Real estate is among the most widespread and ancient industries. Many investors have limited information, and only a few are familiar with the types of real estate they can invest in.
In your quest for passive income and financial independence, knowing several types of real estate properties is important so you can diversify your investment portfolio. Good examples of real estate assets that experts at LandProz Real Estate LLC have suggested you can buy are:
1. Residential Properties
Residential properties are probably the most widely understood and known real estate investment type. With that said, you might or might not be familiar with different kinds of residential properties, from ADUs (accessory dwelling units) to micro-flipping.
Residential properties are also active. That means they require labor contributions and significant monetary contributions from an investor. But they can bring in continuous cash flow and sizable profits. Other types of residential properties may include:
- Vacation rental
- Long-term properties
Undoubtedly, buying land can be a good investment. Although most real estate investors look for their next investment property or home to rent out, buying vacant land comes with a lot of benefits.
In addition to lowered purchase prices compared to commercial properties, buying vacant land from a reliable farm real estate company in Juneau County, is flexible in what you may do with it. Whether you want to sell, wait, or develop, the decision is yours to make.
3. Commercial Properties
A commercial property can be an existing business building or empty land allocated for commercial purposes.
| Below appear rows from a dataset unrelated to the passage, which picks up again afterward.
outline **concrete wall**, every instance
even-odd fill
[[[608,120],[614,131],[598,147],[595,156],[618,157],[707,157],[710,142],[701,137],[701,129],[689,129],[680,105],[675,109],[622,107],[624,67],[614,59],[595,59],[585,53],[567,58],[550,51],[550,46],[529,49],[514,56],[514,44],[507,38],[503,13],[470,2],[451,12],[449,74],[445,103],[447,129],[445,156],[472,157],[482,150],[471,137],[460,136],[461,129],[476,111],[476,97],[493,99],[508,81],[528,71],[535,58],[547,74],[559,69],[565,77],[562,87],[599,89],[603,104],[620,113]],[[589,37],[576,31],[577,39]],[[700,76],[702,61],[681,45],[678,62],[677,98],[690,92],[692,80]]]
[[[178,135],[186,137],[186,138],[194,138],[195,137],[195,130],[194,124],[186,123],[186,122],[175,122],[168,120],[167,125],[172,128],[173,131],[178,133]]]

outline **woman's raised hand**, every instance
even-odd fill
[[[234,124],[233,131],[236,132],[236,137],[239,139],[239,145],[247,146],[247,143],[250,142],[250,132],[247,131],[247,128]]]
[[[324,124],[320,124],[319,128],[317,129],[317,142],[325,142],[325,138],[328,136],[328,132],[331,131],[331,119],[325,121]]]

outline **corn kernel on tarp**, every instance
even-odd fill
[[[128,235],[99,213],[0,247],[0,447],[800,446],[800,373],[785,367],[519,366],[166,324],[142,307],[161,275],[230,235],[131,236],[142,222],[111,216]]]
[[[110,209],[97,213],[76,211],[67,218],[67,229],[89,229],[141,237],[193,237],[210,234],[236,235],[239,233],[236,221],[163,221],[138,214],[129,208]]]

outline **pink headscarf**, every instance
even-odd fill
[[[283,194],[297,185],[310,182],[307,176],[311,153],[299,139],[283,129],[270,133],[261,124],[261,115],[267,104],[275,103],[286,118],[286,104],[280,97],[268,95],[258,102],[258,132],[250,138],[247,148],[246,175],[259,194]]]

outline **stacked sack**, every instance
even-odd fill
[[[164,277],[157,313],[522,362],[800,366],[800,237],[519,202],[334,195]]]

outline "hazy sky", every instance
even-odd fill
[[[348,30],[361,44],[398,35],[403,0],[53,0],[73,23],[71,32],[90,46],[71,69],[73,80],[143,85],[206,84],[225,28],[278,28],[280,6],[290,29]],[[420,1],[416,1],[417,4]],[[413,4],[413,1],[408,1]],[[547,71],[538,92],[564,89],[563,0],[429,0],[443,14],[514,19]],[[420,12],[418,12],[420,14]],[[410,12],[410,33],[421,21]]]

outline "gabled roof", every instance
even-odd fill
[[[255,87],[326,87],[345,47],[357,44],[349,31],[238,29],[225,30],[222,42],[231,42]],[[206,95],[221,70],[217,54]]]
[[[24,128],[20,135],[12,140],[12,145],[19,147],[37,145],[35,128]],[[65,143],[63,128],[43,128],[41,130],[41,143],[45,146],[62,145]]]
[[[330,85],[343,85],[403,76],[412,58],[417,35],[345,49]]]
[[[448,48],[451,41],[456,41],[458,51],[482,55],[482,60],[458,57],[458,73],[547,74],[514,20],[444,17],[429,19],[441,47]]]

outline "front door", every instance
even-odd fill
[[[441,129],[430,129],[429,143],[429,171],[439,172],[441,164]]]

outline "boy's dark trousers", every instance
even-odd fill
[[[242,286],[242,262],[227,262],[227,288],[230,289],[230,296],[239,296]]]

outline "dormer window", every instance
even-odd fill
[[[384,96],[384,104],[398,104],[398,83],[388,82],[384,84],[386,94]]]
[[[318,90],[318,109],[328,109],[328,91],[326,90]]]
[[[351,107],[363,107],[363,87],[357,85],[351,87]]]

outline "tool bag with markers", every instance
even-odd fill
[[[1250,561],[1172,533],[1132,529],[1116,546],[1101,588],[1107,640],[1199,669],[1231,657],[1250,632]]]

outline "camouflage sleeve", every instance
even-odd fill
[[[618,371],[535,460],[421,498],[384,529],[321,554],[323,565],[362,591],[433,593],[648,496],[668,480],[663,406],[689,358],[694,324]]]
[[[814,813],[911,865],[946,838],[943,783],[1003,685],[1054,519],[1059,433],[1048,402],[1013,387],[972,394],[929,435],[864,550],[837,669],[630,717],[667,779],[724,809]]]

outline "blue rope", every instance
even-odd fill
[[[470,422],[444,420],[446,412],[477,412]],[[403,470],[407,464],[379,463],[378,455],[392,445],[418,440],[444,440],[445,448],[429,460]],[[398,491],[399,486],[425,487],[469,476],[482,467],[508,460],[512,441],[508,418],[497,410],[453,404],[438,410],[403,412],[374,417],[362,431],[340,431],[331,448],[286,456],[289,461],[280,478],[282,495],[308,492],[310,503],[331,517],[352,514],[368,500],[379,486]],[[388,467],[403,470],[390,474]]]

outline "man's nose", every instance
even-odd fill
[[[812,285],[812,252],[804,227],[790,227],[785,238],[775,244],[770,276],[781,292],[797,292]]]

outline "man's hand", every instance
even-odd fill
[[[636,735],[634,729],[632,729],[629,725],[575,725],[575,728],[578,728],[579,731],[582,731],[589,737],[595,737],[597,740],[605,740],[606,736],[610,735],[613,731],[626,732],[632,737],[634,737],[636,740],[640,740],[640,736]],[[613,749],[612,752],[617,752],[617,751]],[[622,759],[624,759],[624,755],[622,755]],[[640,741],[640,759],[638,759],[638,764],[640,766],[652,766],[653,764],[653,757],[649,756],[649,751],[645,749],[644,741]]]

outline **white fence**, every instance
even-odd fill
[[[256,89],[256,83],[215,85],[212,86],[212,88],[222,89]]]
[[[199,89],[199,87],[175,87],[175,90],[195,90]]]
Valuation of commercial properties needs more complex accounting methods, including cash flow, historical revenue, and income potential of properties.
Without extensive experience in business valuation, it would be best to carefully enter this specialization after building enough experience in it.
Different forms of commercial properties, like supermarkets, gas stations, industrial buildings, and office premises, are complex. But their income is better if you invest wisely.
4. Industrial Properties
These properties include assets meant for research & development, distribution, manufacturing, storage, and production.
Every city or state has a specific designated area for industrial assets. Zoning maps often display those areas to ensure activities don’t disrupt businesses or residencies.
Industrial properties can be regarded as a sub-category of commercial properties. But there are several differences between these two. One notable difference is that many commercial real estate properties involve investors interacting with the public, like clients and customers.
REITs (Real Estate Investment Trusts) own or manage commercial real estate properties, which produce income. You can make investments with REIT companies through mutual funds or exchange-traded funds.
REITs are among the few properties performing exceptionally in the market. This, in turn, guarantees better ROI. In addition, you may choose different forms of REITs to diversify your portfolio better. These include the following:
These assets combine different types of real estate properties into one project. A good example is when an investor takes several million shillings in savings and then approaches a bank for funding and builds a mixed-use four-story office building, which a few retail stores surround.
A mixed-use investment is popular for people with significant properties since they can diversify. This is crucial if you want to control investment risks.
In a Nutshell
As an investor in real estate, knowing which kind of property suits you and your needs would be best. Remember that not all real estate markets are good for all forms of property.
This is why most individuals start by investing in land and residential properties. Then, after gaining experience, they invest in REITs and commercial properties.
Angela Spearman is a journalist at EzineMark who enjoys writing about the latest trending technology and business news.